Epimedium-Derived Exosome-like Nanovesicles Regulate Lipid Metabolism via the “Gut–Kidney Axis” for Multitargeted Inhibition of Sepsis-Associated Acute Kidney Injury

Sepsis-associated acute kidney injury (S-AKI) is a major cause of acute kidney injury (AKI) in intensive care units, with persistently high incidence and mortality that pose significant clinical challenges. In this study, we isolated exosome-like nanovesicles (ENVs) from the traditional Chinese herb Epimedium sagittatum and evaluated their therapeutic potential in S-AKI. ENVs exhibited significant kidney-targeting ability and ameliorated renal injury in a murine S-AKI model. Mechanistically, ENVs reshaped the gut microbiota, promoted the production of short-chain fatty acids (SCFAs), and enhanced intestinal barrier function, thereby reducing systemic lipopolysaccharide (LPS) translocation and suppressing the TLR4/NF-κB pathway.
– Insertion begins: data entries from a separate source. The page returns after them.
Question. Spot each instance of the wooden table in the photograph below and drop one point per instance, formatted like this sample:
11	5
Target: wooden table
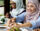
2	28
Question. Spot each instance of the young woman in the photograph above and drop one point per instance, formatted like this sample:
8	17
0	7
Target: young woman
31	16
17	7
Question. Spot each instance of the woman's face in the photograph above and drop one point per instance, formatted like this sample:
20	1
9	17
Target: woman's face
13	5
30	8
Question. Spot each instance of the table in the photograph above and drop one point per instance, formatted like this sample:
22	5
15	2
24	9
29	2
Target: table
3	28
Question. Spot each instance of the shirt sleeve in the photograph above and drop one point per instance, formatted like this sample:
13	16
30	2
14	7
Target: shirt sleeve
35	23
20	17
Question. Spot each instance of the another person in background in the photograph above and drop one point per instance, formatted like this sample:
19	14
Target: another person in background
32	19
7	17
17	7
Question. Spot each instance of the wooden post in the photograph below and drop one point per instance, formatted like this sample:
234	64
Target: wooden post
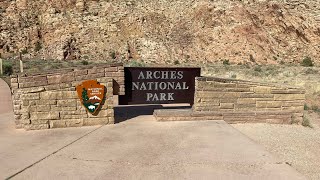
1	69
21	63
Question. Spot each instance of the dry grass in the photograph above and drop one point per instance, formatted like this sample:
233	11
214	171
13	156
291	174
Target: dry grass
295	145
291	75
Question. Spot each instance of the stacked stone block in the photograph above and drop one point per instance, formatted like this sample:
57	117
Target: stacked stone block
50	100
249	101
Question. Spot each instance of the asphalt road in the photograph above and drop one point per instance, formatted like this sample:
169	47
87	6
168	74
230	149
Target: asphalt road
139	148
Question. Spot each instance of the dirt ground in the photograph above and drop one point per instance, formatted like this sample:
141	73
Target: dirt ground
295	145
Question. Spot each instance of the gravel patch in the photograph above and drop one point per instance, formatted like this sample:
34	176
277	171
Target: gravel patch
295	145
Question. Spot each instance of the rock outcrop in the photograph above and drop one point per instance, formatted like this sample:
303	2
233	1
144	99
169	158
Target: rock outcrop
162	31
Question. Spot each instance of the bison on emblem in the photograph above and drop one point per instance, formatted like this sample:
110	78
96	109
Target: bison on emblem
91	94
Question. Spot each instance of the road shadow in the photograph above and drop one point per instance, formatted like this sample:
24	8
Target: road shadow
123	113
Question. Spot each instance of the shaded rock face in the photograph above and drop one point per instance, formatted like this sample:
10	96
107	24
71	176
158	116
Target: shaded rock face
162	31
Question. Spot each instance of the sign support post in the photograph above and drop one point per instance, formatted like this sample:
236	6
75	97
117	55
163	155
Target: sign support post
21	63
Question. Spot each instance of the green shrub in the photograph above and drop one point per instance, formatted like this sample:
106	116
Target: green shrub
315	108
307	62
7	68
24	51
84	62
225	62
135	63
252	58
38	47
306	122
113	54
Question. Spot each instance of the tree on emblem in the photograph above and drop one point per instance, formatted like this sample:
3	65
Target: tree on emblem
93	98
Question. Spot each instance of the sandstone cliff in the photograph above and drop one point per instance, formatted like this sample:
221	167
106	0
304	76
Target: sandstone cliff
162	31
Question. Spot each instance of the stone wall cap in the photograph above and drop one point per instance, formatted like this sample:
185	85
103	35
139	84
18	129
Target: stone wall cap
229	80
71	69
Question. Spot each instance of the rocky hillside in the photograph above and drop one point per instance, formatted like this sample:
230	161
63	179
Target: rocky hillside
162	31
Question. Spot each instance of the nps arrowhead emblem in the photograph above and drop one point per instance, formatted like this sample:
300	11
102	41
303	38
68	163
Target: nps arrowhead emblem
91	95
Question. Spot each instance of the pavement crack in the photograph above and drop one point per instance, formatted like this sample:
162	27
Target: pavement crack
24	169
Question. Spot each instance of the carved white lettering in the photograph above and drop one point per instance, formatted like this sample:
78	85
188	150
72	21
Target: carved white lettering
135	85
157	75
141	76
180	74
149	75
170	96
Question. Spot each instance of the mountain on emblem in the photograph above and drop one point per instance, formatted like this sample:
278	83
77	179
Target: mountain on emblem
91	94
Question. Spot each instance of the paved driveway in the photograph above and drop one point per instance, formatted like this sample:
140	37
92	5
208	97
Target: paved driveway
139	148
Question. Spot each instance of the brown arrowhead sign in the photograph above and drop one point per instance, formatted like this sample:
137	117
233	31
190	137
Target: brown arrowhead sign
91	94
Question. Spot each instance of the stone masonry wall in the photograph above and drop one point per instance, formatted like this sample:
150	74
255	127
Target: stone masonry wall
256	101
50	100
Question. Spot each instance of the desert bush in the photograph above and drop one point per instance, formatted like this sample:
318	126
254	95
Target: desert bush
7	68
311	71
252	58
84	62
307	62
306	122
38	47
113	54
24	51
258	69
315	108
225	62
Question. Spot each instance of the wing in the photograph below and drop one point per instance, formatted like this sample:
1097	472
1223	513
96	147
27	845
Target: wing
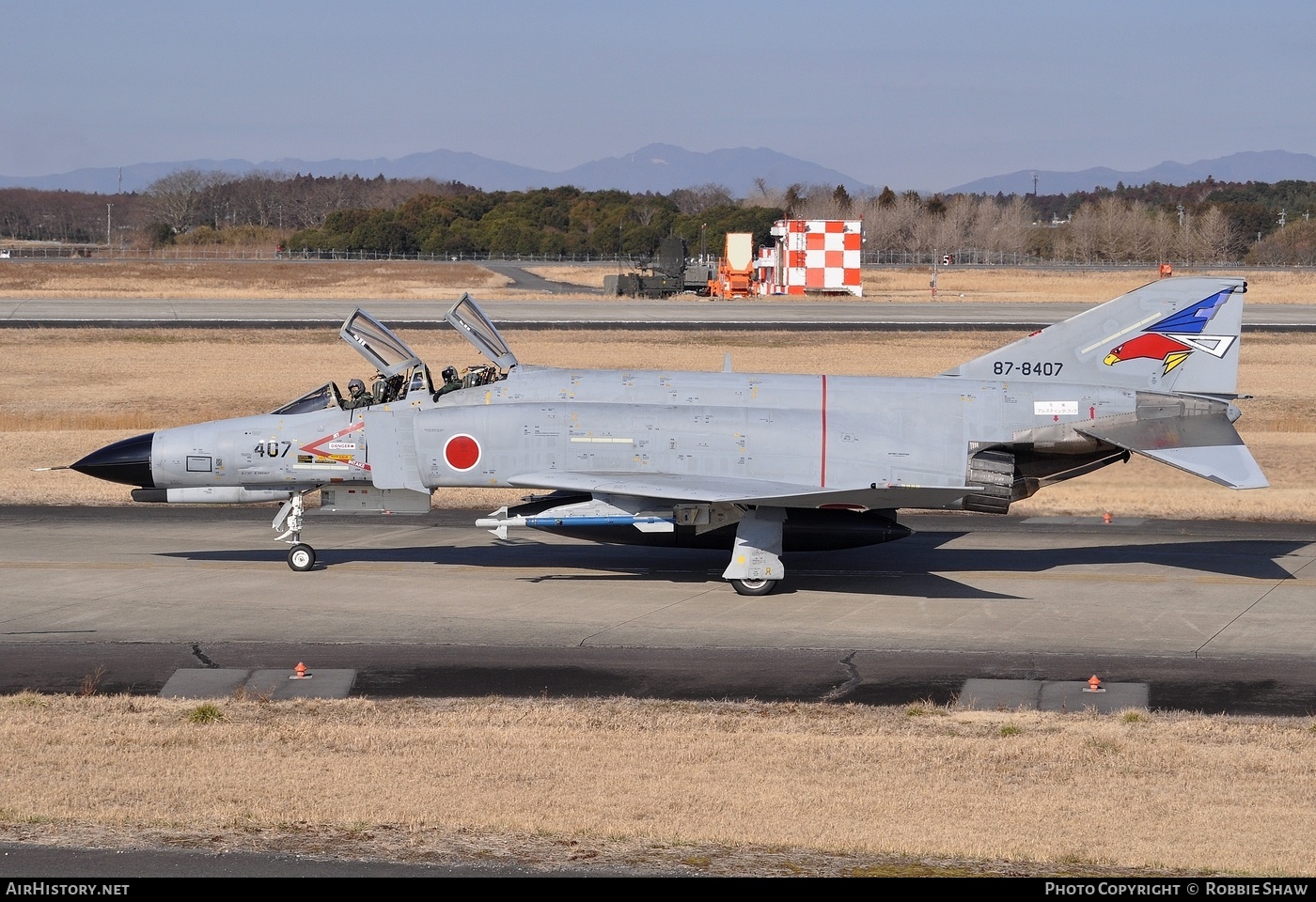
743	490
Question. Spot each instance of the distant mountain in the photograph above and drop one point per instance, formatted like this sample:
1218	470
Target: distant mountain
657	167
1247	166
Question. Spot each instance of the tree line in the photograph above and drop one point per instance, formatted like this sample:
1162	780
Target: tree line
1206	221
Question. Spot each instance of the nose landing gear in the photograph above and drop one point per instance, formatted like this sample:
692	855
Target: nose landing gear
300	556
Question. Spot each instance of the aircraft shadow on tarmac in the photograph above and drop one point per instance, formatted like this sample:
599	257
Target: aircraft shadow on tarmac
917	568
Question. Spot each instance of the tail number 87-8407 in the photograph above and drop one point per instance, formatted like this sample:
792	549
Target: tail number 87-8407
1026	368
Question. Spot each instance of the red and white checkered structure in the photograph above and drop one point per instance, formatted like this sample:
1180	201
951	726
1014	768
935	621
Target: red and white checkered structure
812	257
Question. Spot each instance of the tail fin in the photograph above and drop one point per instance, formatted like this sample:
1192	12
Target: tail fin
1170	335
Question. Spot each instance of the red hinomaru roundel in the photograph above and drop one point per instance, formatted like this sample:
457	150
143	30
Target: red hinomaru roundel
462	451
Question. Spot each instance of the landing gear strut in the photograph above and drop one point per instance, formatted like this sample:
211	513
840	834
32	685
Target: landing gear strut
756	566
300	555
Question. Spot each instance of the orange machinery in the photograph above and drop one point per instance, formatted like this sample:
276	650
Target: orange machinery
736	272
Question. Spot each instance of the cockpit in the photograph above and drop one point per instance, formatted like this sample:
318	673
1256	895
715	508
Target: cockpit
399	371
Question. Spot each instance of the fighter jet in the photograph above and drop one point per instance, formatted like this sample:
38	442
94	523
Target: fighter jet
759	463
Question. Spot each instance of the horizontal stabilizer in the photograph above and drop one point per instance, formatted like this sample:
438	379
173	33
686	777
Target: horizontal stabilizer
1206	446
1230	464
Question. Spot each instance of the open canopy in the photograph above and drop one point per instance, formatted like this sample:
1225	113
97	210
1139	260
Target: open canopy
471	322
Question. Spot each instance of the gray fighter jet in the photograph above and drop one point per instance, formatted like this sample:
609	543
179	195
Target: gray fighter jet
759	463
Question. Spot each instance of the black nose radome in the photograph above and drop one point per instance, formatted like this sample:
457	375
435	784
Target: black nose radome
128	461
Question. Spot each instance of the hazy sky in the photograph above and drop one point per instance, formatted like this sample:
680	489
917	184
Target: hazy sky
915	95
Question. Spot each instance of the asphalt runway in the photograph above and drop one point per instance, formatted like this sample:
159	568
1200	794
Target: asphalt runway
683	312
1214	617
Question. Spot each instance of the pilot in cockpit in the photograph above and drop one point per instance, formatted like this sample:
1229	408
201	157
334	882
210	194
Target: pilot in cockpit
451	381
357	396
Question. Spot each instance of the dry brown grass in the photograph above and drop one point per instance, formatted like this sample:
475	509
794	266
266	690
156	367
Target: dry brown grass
68	392
670	783
247	279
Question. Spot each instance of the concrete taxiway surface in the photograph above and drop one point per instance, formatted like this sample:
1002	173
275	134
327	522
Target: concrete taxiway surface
1221	614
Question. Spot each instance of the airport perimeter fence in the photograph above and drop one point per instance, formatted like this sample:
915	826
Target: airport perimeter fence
969	257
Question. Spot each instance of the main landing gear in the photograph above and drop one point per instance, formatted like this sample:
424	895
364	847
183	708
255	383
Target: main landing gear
300	555
756	566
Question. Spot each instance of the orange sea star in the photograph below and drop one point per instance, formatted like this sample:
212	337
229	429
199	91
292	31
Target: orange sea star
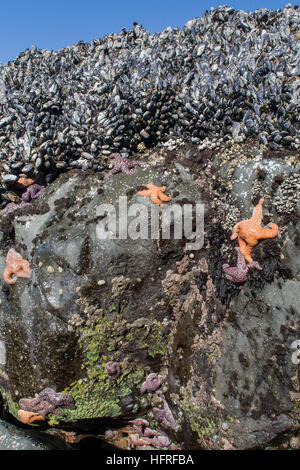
24	181
17	266
28	417
156	193
249	232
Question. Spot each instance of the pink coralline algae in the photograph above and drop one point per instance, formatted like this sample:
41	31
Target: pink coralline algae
239	273
113	368
32	192
123	165
152	383
15	266
165	416
47	401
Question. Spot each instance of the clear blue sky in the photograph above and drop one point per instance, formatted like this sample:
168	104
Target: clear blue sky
53	24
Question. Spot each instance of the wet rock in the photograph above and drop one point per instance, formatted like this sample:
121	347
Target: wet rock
14	438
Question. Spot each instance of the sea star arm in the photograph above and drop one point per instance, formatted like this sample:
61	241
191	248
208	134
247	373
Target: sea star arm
155	199
264	233
245	250
146	192
235	231
257	212
164	197
128	172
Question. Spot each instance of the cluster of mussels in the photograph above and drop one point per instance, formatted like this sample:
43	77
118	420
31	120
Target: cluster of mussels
227	75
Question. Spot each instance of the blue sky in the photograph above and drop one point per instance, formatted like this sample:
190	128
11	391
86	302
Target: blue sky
53	24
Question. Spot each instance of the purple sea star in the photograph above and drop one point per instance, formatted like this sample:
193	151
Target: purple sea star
32	192
47	401
113	368
11	207
239	273
152	383
123	165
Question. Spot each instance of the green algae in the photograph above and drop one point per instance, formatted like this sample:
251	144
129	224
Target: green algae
96	394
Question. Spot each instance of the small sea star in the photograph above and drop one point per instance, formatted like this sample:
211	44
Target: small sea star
28	417
47	401
17	266
249	232
11	207
239	272
24	181
152	383
32	192
156	193
113	368
123	165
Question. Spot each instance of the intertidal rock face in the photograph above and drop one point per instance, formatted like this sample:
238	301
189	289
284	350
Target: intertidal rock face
222	351
227	75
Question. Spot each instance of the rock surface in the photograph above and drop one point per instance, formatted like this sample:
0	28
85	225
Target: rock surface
229	75
223	350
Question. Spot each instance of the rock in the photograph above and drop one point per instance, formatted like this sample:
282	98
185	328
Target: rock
223	351
14	438
40	317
Additionally, ENVs were enriched with bioactive lipids and flavonoids, which contributed to antioxidant and anti-inflammatory effects, including the downregulation of proinflammatory cytokines (TNF-α, IL-6, and IL-1β). Transcriptomic analysis revealed that ENVs modulated key genes and pathways involved in lipid metabolism and gut-kidney crosstalk. Our findings demonstrate for the first time that Epimedium-derived ENVs attenuate S-AKI through multitargeted mechanisms centered on the gut-kidney axis, offering a novel strategy for early clinical intervention.